MYON READER. Capstone Digital has put more than 3,000 digital book titles on its web- and iPad- friendly myOn Reader enhanced eBook platform and expects to reach 4,000 by the end of the year. Each book is tied to Lexile measures for reading difficulty and ability level and has an embedded assessment. Most feature narration (for reading aloud), highlighting, a dictionary and other scaffolds which can be turned on or off as needed.
And in an era driven by recommendation engines, myOn suggests more reading based on student interests. Books come from more than two dozen publishers such as Hachette, DK, Highlights and Capstone itself, ranging in reading level from early childhood to high school.
Because of the education customer focus, myOn Reader has an annual school subscription model. Capstone estimates more than 4.25 million books have been read since it launched in January 2011.
BRAIN HIVE. A different, pay-as-you go approach comes from Brain Hive. It’s a free web-based platform that works with Mac and Windows computers, tablets with browsers and through a dedicated iPad app. Brain Hive has more than 3,000 basic — and non-interactive — non-fiction and fiction eBooks for which school libraries pay $1 per student checkout. Books in the collection do offer bookmarking and note-taking capabilities.

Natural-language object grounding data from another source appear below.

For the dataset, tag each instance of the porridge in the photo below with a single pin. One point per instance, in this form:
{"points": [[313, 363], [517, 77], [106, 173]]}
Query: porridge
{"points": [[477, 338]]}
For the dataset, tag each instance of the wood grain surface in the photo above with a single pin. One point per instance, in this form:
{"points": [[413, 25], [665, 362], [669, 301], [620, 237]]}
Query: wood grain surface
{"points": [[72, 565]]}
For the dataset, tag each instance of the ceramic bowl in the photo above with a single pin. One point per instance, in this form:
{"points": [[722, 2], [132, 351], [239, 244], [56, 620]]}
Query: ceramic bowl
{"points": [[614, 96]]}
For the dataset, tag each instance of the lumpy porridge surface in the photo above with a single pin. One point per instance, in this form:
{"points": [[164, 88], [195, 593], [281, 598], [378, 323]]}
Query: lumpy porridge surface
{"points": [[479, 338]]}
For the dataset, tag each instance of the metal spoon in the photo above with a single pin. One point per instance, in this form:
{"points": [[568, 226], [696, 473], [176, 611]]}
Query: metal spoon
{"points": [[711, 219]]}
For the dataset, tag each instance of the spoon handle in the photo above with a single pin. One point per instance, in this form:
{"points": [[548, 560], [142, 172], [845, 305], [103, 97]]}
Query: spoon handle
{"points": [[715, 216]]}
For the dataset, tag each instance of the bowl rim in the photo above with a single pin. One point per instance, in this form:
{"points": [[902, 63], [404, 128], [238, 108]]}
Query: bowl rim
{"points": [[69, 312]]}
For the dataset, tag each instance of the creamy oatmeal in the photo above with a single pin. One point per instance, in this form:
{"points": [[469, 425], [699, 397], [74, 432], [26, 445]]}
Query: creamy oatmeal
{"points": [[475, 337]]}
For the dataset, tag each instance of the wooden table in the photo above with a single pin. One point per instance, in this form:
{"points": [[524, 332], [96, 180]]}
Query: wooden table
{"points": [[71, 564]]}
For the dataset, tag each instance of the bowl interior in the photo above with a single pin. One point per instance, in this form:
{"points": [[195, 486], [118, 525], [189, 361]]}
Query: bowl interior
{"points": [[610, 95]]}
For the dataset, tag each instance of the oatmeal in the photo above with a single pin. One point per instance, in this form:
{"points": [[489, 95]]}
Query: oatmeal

Familiar books include those in the Boxcar Children series, Franklin’s Thanksgiving by Paulette Bourgeois and others from major publishers such as Random House. While the names may resonate, questions were raised when this was shown at June’s ISTE conference about what happens when checkouts exceed a school library budget. The answer? Titles become “temporarily unavailable,” just as they might if a physical library ran out of copies.
So does this mean many of today’s young children will never heft a physical tome? Unlikely. But they will come to understand that a book is more than its container, whether it’s paper or plastic.
Frank Catalano is a consultant, author and veteran analyst of digital education and consumer technologies. He tweets @FrankCatalano, consults as Intrinsic Strategy, and writes a column for GeekWire. Full disclosure: he advised Capstone Digital on its plans for myON Reader in late 2010, but will never disclose his Lexile measure.